経済だけでなく、社会や環境を意識した地域経済循環の推進に向けて


人口減少社会の中で地域の活性化を図っていくためには、地域内での活発な経済循環を促進し、地域を支え、地域が潤う循環型経済を確立させることが重要です。

 人口減少社会の中で地域の活性化を図っていくためには、地域内での活発な経済循環を促進し、地域を支え、地域が潤う循環型経済を確立させることが重要です。
 滋賀県では平成27年に策定した「滋賀県産業振興ビジョン」の柱の1つとして、「経済循環力の強化」を掲げ、各種事業に取り組んできました。そこで昨年度、滋賀県における地域経済循環の現状の到達点を把握するとともに、県、市町、商工会・商工会議所、企業、家計(個人)の役割を検討し、地域経済循環に資する企業のビジネスモデルの「見える化」に取り組みました。県内で地域経済循環に取り組む市町や経済団体、企業・金融機関、コミュニティ等に「検討委員会」で話題を提供いただき、補足調査を行いながら、検討・検証を進めてきました。
 これまでの地域経済循環は、特に産業の側面からは「資金」の循環が重視され、地域内へ流入する資金を増やすこと、地域外へ流出する資金を減らすこと、地域内で資金の循環を高めることが目的とされてきました。しかし、人口減少社会、少子高齢化社会に突入した今、これまでの右肩上がりの経済成長が期待できないことから、資金循環だけでなく環境の負荷や社会的な土台を維持しながら、持続的に経済成長に取り組む必要があることを再確認しました。特に「自然資本」「人工資本」「人的資本」「社会関係資本」を経済循環に活かしていく視点が大切です。

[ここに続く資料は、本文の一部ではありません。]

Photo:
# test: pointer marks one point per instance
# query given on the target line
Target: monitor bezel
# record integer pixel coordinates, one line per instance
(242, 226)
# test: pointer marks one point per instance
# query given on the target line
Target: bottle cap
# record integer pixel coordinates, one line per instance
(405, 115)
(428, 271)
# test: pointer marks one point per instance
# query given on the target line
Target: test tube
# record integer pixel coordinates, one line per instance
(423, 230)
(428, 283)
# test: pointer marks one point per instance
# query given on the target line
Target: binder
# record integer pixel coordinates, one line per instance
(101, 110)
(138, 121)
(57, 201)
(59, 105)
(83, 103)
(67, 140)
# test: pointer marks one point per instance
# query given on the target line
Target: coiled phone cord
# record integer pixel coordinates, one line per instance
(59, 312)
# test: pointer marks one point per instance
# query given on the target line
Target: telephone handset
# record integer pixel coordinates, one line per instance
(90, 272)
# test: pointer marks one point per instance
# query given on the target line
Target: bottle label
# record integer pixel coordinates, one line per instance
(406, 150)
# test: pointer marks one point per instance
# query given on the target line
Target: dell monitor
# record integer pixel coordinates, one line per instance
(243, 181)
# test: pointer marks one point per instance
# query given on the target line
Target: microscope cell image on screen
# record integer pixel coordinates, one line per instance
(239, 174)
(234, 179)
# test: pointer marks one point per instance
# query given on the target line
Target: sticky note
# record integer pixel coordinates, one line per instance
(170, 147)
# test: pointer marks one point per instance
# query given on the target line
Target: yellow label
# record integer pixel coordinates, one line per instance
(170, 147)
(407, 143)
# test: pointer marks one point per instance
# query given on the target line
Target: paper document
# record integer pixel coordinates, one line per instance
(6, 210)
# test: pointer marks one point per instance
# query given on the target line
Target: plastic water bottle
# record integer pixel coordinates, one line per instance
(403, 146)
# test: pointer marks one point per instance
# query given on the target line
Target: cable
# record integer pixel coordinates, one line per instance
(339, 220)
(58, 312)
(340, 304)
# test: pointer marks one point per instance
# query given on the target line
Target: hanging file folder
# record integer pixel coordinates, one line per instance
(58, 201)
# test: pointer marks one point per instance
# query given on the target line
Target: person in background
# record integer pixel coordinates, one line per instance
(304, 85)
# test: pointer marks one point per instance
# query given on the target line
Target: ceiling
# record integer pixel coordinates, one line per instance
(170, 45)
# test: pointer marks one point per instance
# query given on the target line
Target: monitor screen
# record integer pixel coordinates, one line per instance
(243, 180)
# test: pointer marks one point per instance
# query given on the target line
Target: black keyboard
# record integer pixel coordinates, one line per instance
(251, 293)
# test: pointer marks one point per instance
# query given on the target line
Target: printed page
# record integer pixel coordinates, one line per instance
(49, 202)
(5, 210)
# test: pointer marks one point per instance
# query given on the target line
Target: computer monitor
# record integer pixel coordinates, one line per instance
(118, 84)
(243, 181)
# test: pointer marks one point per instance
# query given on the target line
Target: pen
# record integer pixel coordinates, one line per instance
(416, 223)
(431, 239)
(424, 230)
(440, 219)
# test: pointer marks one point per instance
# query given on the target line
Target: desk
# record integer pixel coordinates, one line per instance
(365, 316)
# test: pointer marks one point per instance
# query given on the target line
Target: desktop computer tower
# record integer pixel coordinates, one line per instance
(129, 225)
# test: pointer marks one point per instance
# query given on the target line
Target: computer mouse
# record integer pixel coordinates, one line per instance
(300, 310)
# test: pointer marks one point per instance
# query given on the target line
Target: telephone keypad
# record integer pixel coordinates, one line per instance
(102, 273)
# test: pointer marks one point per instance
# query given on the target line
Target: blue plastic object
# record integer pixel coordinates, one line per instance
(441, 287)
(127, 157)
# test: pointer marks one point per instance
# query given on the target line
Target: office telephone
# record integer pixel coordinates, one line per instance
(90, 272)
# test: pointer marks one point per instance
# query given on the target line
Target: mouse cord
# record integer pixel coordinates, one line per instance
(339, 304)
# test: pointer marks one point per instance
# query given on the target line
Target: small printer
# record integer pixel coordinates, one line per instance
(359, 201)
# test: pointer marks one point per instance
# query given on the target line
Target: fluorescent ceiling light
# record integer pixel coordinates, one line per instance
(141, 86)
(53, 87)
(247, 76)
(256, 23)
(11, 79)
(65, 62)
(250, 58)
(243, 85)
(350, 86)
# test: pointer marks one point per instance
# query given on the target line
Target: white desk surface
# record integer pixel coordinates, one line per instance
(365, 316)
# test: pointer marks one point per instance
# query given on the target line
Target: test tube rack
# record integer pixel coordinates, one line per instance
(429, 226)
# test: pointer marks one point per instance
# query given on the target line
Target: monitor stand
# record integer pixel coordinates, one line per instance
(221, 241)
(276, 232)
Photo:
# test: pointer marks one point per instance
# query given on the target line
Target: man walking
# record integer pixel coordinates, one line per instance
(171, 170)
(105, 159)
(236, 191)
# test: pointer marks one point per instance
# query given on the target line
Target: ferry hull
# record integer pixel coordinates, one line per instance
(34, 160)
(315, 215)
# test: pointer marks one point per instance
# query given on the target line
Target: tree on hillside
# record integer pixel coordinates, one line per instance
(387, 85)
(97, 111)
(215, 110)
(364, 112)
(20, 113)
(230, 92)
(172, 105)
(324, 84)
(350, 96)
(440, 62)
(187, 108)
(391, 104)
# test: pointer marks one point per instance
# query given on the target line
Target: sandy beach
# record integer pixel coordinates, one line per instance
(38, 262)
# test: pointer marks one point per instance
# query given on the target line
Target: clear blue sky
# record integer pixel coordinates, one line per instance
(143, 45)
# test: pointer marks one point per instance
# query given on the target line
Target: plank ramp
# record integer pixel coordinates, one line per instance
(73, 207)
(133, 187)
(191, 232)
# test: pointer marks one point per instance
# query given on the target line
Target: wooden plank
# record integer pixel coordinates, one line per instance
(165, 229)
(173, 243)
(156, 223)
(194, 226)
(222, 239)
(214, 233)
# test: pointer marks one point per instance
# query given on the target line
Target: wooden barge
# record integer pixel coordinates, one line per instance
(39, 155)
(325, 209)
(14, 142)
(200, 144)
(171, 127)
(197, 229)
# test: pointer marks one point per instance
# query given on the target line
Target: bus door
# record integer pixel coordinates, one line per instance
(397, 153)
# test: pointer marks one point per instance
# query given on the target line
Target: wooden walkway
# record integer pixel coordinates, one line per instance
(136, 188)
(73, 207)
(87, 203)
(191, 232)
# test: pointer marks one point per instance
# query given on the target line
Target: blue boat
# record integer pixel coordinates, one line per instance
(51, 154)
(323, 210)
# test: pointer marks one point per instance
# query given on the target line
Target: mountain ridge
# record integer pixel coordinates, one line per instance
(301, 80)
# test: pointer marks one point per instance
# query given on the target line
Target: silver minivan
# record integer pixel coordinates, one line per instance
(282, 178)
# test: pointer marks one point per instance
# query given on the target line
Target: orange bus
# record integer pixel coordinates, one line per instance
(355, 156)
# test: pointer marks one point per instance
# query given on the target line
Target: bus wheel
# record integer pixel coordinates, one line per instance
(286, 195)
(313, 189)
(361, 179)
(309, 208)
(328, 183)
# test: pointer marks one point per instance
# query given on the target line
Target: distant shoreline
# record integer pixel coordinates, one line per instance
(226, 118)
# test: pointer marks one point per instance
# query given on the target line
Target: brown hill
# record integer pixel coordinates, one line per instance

 また、こうした地域経済循環を普及・拡大していくためには、経済だけでなく社会や環境の視点からも地域を俯瞰し、事業者や支援機関が有機的に連携していくことが大切であり、地域経済循環を評価する仕組みづくりや、立場の異なる組織が共創する推進体制の構築など、引き続き研究していくことが求められます。このため、昨年度は研究会と並行して「地域経済循環コーディネーター養成講座」を開講し、地域経済循環の評価方法に係る演習や、県内の事例視察を通じて、16名の地域経済循環コーディネーターが飛び立っています。